📚 Keterangan :
(القصاص والمذكرين : ص ٣٦٨)
ولا ينبغي للواعظ أن يتكلم في الأصول إلا أن يقول: القرآن كلام الله غير مخلوق، وأخبار الصفات تمر كما جاءت، ومهما خطر على البال من صفات الحق عز وجل أنه كذلك فهو بخلافه لأنه ليس كمثله شيء، وإن أقواما قل علمهم بالتفسير والحديث والمواعظ، فزوقوا مجالسهم بما يوجب العصبية من ذكر الصوت والحرف والتلاوة والمتلو والاستواء والنزول، ومعلوم أن العلماء يعجزون عن تحقيق الأمر في هذه الأشياء، فكيف بالعامي الجاهل الذي لا يفيده ما يقال في هذا إلا الخصومات وفساد الاعتقاد
“Tidak sepantasnya bagi seorang penceramah (pemberi nasihat) untuk berbicara tentang masalah ushul (akidah) kecuali (sebatas) mengatakan: Al-Qur'an adalah firman Allah, bukan makhluk. Lalu khobar (ayat-ayat dan hadits-hadits) tentang sifat (Allah) diterima sebagaimana datangnya. Dan apapun yang terlintas dalam benak manusia tentang sifat Allah Azza wa Jalla bahwa dia (Allah) begini dan begitu, maka dia (Allah) tidak seperti yang terlintas dalam benaknya. Karena tidak ada sesuatu pun yang serupa dengan Allah.
Dan sungguh ada sekelompok orang yang sedikit ilmunya tentang masalah tafsir, hadits dan mawa'idh (nasehat), lalu mereka menghiasi (mengisi) majelis-majelis mereka dengan pembahasan yang menimbulkan ashobiyah (fanatisme) seperti membicarakan tentang suara, huruf, bacaan, apa yang dibaca, istiwa Allah dan nuzul (turunnya Allah).
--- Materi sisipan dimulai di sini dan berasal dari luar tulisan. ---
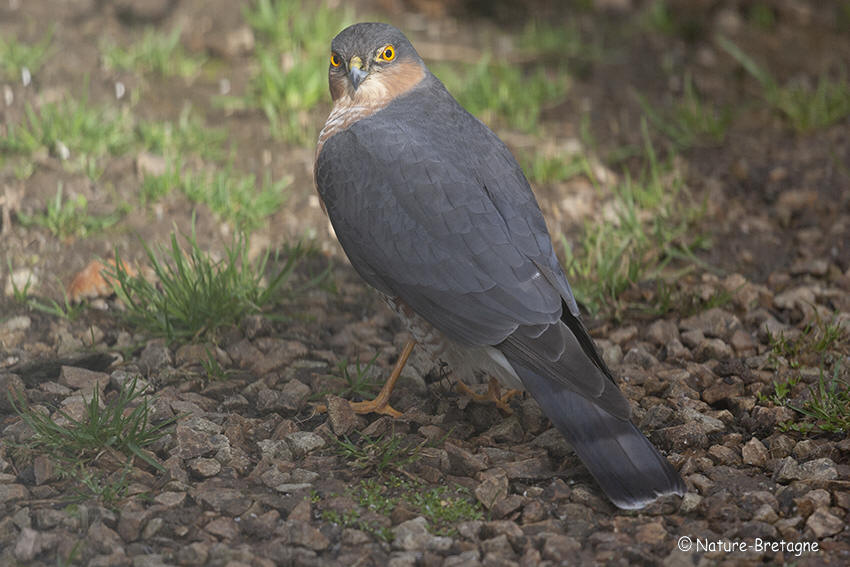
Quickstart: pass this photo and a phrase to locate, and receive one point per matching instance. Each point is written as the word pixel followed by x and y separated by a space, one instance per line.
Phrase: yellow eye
pixel 387 53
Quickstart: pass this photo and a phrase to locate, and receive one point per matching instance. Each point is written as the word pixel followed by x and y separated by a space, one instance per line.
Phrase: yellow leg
pixel 494 395
pixel 381 403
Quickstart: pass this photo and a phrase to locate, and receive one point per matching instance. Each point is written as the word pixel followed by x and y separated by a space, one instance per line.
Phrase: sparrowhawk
pixel 434 212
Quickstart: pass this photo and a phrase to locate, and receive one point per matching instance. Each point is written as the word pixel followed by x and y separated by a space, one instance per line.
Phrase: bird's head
pixel 372 61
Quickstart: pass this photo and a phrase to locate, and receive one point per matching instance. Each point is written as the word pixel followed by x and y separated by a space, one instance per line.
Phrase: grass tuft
pixel 381 455
pixel 19 60
pixel 293 38
pixel 805 107
pixel 195 295
pixel 188 135
pixel 71 129
pixel 121 425
pixel 652 227
pixel 442 506
pixel 691 121
pixel 501 92
pixel 67 218
pixel 156 52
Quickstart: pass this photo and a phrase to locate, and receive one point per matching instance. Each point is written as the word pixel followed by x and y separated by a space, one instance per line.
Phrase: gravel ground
pixel 253 474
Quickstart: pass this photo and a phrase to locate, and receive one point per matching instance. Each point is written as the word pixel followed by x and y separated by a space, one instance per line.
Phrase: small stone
pixel 765 513
pixel 30 543
pixel 294 395
pixel 715 322
pixel 507 506
pixel 754 453
pixel 558 547
pixel 225 528
pixel 341 416
pixel 723 390
pixel 506 431
pixel 196 553
pixel 639 356
pixel 533 512
pixel 690 502
pixel 742 342
pixel 799 297
pixel 234 43
pixel 819 469
pixel 303 534
pixel 10 493
pixel 712 349
pixel 651 533
pixel 155 356
pixel 723 455
pixel 275 449
pixel 612 353
pixel 462 462
pixel 151 528
pixel 10 386
pixel 811 266
pixel 692 338
pixel 303 442
pixel 788 470
pixel 170 499
pixel 192 443
pixel 824 524
pixel 498 545
pixel 44 469
pixel 804 449
pixel 493 488
pixel 204 467
pixel 83 379
pixel 662 331
pixel 676 350
pixel 413 535
pixel 623 334
pixel 535 468
pixel 681 437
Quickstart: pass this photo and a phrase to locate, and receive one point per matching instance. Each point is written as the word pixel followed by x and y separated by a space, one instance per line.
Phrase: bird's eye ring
pixel 387 53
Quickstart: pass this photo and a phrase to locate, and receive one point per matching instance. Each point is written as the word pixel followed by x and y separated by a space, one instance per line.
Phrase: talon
pixel 493 395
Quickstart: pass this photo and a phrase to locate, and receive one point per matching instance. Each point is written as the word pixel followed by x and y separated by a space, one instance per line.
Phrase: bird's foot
pixel 493 396
pixel 381 403
pixel 375 406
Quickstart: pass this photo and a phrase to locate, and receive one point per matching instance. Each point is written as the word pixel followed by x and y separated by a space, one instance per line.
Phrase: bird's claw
pixel 375 406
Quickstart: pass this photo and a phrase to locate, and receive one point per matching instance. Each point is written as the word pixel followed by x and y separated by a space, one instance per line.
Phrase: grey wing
pixel 454 231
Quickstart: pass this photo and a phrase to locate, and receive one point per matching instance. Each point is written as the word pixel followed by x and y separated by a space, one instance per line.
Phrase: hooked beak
pixel 355 71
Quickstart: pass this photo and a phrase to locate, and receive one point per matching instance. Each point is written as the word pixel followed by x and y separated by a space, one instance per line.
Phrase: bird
pixel 433 211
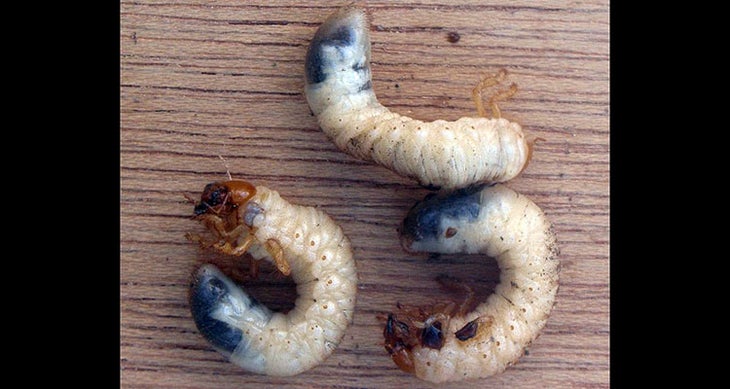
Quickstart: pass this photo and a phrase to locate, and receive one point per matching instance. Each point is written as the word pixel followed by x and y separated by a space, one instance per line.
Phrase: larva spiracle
pixel 301 241
pixel 439 154
pixel 439 343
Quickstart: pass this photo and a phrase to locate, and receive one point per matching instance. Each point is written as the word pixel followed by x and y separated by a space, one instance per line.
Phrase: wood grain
pixel 203 79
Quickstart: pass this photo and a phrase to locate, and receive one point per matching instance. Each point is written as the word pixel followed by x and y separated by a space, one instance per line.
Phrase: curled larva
pixel 441 343
pixel 439 154
pixel 301 241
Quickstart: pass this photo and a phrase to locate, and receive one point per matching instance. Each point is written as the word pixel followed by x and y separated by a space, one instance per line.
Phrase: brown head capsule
pixel 222 197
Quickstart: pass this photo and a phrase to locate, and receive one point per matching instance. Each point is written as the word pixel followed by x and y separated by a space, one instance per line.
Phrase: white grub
pixel 301 241
pixel 439 154
pixel 440 344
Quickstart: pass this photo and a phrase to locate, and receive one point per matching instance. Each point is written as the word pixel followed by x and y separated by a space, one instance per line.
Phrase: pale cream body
pixel 514 231
pixel 323 268
pixel 445 154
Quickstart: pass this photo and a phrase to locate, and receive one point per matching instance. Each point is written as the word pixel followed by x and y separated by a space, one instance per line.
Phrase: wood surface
pixel 201 80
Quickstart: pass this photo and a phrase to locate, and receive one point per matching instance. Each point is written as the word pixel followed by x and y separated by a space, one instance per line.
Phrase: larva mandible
pixel 439 154
pixel 440 345
pixel 301 241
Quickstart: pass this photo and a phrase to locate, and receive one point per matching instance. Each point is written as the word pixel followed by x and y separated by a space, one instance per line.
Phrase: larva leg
pixel 478 91
pixel 501 95
pixel 277 253
pixel 257 221
pixel 478 94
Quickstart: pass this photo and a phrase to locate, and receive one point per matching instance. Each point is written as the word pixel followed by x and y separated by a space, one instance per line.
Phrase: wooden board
pixel 203 79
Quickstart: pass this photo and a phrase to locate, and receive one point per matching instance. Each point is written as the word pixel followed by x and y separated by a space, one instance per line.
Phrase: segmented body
pixel 500 223
pixel 320 259
pixel 443 154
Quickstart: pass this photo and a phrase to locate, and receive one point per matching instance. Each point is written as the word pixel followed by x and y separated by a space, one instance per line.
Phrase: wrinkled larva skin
pixel 500 223
pixel 323 268
pixel 439 154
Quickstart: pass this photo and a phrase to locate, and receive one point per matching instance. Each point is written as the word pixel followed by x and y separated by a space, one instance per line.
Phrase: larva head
pixel 210 289
pixel 223 197
pixel 432 225
pixel 339 53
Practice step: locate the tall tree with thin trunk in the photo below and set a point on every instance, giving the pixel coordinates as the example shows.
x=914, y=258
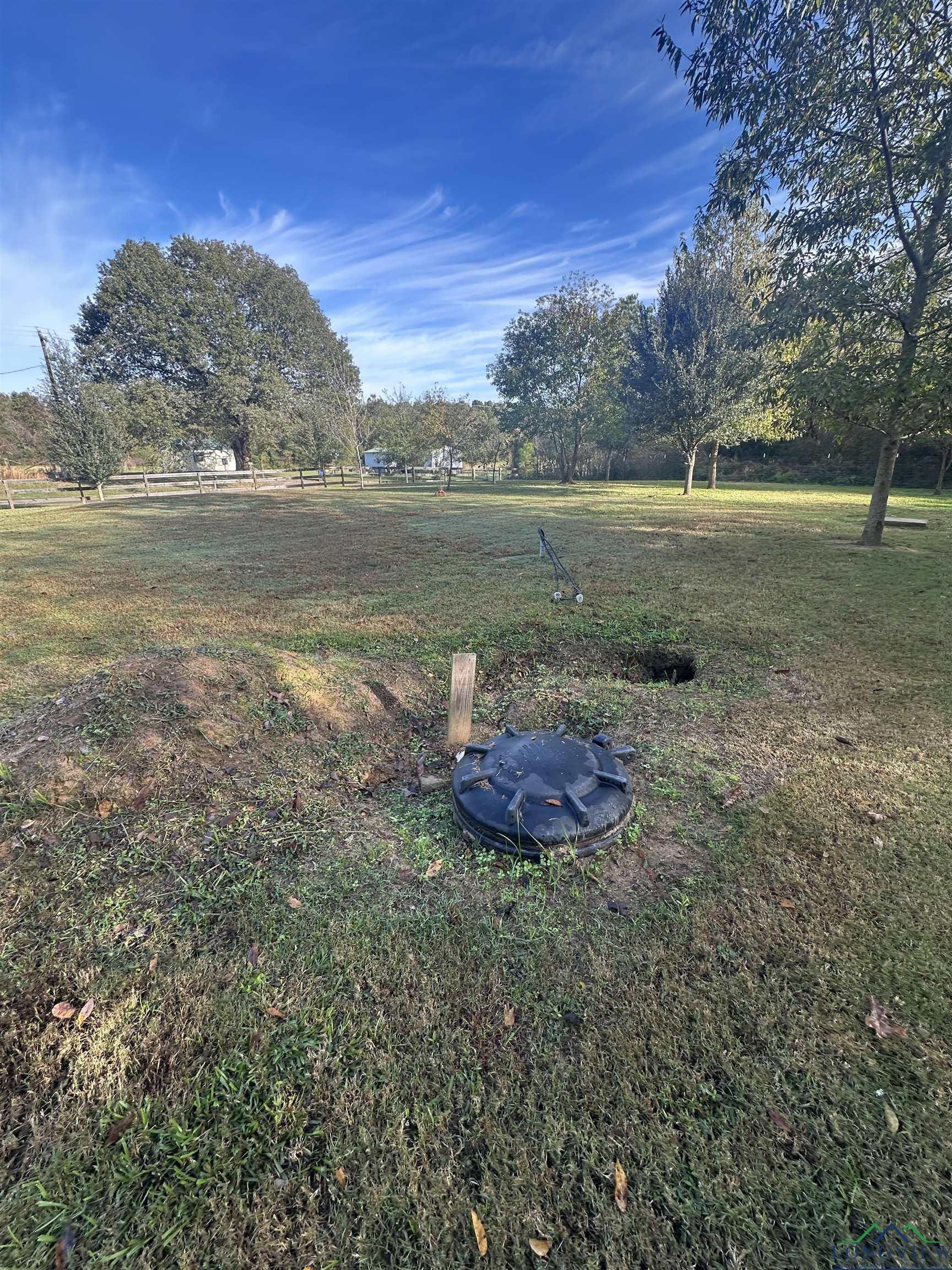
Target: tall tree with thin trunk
x=696, y=354
x=549, y=366
x=342, y=400
x=945, y=456
x=85, y=433
x=843, y=111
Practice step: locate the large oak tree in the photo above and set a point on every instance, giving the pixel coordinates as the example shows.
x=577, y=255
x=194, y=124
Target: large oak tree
x=237, y=341
x=843, y=111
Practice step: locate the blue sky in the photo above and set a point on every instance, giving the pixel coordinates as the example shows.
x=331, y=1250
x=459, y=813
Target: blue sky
x=428, y=168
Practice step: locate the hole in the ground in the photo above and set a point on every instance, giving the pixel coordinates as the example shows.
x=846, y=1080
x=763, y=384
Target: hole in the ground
x=673, y=665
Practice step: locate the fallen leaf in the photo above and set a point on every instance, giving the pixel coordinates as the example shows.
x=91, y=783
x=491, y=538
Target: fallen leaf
x=781, y=1122
x=879, y=1021
x=480, y=1233
x=120, y=1128
x=64, y=1247
x=621, y=1188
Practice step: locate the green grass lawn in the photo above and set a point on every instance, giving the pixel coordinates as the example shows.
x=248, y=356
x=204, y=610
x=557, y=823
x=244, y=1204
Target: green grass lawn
x=474, y=1034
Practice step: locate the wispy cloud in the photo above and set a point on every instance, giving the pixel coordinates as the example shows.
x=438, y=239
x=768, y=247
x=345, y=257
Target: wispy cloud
x=422, y=300
x=422, y=295
x=674, y=162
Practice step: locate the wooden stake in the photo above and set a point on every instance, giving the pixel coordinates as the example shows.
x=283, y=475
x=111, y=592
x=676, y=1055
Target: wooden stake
x=464, y=680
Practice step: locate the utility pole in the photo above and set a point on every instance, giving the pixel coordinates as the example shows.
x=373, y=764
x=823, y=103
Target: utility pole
x=48, y=368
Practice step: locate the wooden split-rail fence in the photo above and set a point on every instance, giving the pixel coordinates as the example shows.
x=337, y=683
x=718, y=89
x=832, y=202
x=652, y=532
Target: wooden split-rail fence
x=47, y=492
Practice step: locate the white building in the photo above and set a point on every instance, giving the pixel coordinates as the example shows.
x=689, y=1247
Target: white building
x=205, y=456
x=378, y=461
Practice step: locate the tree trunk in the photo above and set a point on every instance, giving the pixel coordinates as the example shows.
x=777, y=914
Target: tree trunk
x=690, y=470
x=876, y=516
x=944, y=464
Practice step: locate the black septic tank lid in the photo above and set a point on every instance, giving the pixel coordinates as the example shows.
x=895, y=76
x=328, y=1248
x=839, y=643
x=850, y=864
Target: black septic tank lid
x=532, y=793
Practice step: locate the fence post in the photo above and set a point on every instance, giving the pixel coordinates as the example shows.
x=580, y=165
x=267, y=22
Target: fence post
x=462, y=680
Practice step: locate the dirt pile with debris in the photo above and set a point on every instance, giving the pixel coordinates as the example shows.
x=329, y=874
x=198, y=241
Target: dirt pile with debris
x=170, y=718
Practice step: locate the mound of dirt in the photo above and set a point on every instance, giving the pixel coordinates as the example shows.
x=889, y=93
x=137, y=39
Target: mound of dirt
x=169, y=718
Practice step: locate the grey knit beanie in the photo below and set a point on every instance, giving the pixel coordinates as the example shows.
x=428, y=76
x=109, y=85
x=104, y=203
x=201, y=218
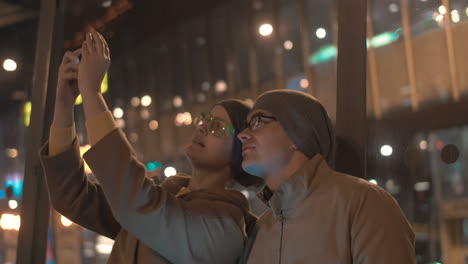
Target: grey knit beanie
x=304, y=119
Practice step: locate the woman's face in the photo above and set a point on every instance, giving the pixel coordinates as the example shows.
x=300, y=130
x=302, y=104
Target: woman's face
x=207, y=150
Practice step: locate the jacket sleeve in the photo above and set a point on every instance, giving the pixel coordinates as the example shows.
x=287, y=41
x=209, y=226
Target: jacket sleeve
x=73, y=195
x=181, y=231
x=380, y=232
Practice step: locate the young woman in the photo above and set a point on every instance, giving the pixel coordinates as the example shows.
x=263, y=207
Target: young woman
x=185, y=219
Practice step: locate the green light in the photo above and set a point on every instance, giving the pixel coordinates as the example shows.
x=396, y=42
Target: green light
x=330, y=52
x=384, y=39
x=324, y=54
x=27, y=113
x=151, y=166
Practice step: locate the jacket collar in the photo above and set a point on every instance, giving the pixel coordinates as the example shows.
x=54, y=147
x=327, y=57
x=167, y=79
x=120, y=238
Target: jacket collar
x=292, y=192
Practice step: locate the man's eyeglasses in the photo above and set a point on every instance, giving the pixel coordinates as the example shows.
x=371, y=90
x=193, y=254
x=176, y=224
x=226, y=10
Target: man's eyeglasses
x=215, y=125
x=257, y=121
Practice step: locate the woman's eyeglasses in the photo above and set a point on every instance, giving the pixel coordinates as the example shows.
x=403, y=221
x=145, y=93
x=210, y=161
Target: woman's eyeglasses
x=215, y=125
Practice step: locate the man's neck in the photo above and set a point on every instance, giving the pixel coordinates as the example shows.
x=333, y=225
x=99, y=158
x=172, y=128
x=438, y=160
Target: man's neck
x=280, y=175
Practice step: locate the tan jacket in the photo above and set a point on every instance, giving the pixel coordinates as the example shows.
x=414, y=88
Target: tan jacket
x=206, y=226
x=325, y=217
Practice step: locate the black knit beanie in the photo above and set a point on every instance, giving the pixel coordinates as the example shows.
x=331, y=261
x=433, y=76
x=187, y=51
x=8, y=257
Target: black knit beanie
x=304, y=120
x=238, y=111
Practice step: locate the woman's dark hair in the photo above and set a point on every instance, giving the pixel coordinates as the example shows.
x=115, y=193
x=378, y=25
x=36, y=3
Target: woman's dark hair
x=238, y=111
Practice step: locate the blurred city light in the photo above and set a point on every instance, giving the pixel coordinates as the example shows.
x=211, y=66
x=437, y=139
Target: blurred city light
x=106, y=3
x=104, y=245
x=384, y=39
x=221, y=86
x=153, y=125
x=188, y=119
x=177, y=101
x=304, y=83
x=10, y=222
x=120, y=123
x=135, y=101
x=324, y=54
x=201, y=97
x=118, y=112
x=288, y=45
x=151, y=166
x=439, y=144
x=205, y=86
x=65, y=221
x=442, y=10
x=422, y=186
x=393, y=8
x=386, y=150
x=249, y=101
x=170, y=171
x=265, y=30
x=440, y=19
x=146, y=100
x=13, y=204
x=321, y=33
x=201, y=41
x=423, y=144
x=133, y=137
x=9, y=65
x=455, y=16
x=27, y=113
x=144, y=114
x=11, y=153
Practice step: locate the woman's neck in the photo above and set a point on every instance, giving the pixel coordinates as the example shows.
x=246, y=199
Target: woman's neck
x=209, y=179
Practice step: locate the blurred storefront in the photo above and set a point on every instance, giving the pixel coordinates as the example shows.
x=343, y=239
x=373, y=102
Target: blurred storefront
x=165, y=72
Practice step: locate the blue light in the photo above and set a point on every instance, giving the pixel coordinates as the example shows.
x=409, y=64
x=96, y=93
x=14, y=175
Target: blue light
x=17, y=185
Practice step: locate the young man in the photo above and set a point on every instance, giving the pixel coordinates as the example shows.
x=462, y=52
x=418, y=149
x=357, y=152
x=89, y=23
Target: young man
x=317, y=215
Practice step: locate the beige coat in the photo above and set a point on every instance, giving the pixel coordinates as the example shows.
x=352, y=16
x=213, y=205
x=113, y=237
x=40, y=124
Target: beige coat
x=148, y=222
x=325, y=217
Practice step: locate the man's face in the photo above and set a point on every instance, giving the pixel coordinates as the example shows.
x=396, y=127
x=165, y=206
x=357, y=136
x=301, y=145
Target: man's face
x=265, y=145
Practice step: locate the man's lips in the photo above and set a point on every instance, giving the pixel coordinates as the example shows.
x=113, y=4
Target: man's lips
x=199, y=143
x=247, y=148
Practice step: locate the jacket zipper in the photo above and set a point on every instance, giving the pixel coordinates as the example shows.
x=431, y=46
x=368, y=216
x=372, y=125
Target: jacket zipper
x=281, y=238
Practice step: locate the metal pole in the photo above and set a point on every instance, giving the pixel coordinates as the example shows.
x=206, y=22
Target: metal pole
x=409, y=54
x=277, y=47
x=374, y=78
x=351, y=123
x=35, y=204
x=305, y=43
x=451, y=51
x=253, y=65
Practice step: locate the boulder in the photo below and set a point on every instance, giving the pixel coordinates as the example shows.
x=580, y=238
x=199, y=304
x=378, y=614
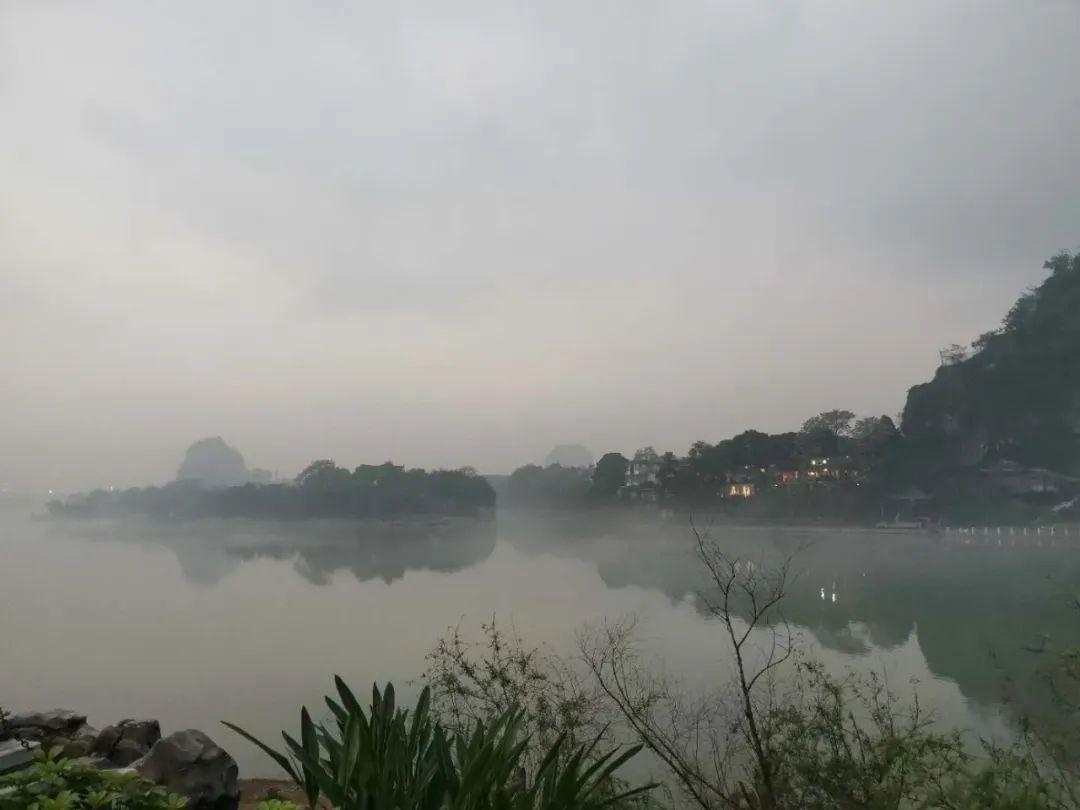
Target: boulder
x=125, y=753
x=15, y=755
x=192, y=765
x=80, y=743
x=130, y=734
x=53, y=723
x=49, y=728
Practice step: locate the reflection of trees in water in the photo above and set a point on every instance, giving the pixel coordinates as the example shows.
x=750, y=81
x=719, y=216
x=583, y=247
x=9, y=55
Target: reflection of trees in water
x=388, y=551
x=977, y=612
x=210, y=550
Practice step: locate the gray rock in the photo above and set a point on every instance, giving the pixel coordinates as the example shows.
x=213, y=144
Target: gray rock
x=53, y=723
x=190, y=764
x=125, y=753
x=77, y=746
x=15, y=755
x=143, y=733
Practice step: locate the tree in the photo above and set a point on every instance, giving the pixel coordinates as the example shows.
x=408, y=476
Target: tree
x=953, y=353
x=873, y=426
x=610, y=474
x=836, y=421
x=646, y=456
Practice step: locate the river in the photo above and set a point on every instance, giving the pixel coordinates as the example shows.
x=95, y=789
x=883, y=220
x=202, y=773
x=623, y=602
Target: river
x=192, y=623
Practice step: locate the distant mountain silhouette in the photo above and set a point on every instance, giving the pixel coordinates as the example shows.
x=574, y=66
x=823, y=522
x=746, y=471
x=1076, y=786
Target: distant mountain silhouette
x=214, y=463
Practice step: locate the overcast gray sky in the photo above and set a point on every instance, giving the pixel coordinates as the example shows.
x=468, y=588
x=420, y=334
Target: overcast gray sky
x=458, y=233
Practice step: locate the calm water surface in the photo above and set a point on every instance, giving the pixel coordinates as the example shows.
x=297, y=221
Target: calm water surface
x=244, y=621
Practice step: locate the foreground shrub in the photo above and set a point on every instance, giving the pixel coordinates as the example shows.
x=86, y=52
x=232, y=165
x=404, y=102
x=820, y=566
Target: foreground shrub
x=391, y=758
x=52, y=783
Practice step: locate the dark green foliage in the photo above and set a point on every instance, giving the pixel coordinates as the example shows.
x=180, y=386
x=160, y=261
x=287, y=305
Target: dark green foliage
x=322, y=490
x=61, y=784
x=392, y=758
x=837, y=422
x=610, y=475
x=1016, y=397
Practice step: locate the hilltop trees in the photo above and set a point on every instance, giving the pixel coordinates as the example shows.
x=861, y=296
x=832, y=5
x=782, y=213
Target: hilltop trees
x=1016, y=397
x=835, y=421
x=610, y=475
x=323, y=489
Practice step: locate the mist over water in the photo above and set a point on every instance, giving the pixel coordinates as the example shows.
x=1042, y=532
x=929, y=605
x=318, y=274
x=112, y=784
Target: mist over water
x=201, y=621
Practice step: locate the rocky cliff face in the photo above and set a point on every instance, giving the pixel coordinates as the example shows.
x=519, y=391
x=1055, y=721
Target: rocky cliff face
x=1015, y=396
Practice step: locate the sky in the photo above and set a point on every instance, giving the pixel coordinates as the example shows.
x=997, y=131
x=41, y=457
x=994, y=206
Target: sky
x=461, y=233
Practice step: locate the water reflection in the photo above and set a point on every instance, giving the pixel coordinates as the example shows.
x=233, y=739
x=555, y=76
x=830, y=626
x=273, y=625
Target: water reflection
x=208, y=551
x=193, y=622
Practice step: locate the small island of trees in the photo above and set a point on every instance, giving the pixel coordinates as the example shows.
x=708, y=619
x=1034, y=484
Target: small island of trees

Padahal telah diketahui bahwa para ulama sendiri merasa kesulitan untuk memastikan hakikat persoalan-persoalan tersebut. Maka bagaimana lagi dengan orang awam yang bodoh, yang mereka tidak akan memperoleh manfaat dari pembahasan tersebut kecuali (hanya sekedar) pertengkaran dan rusaknya akidah.”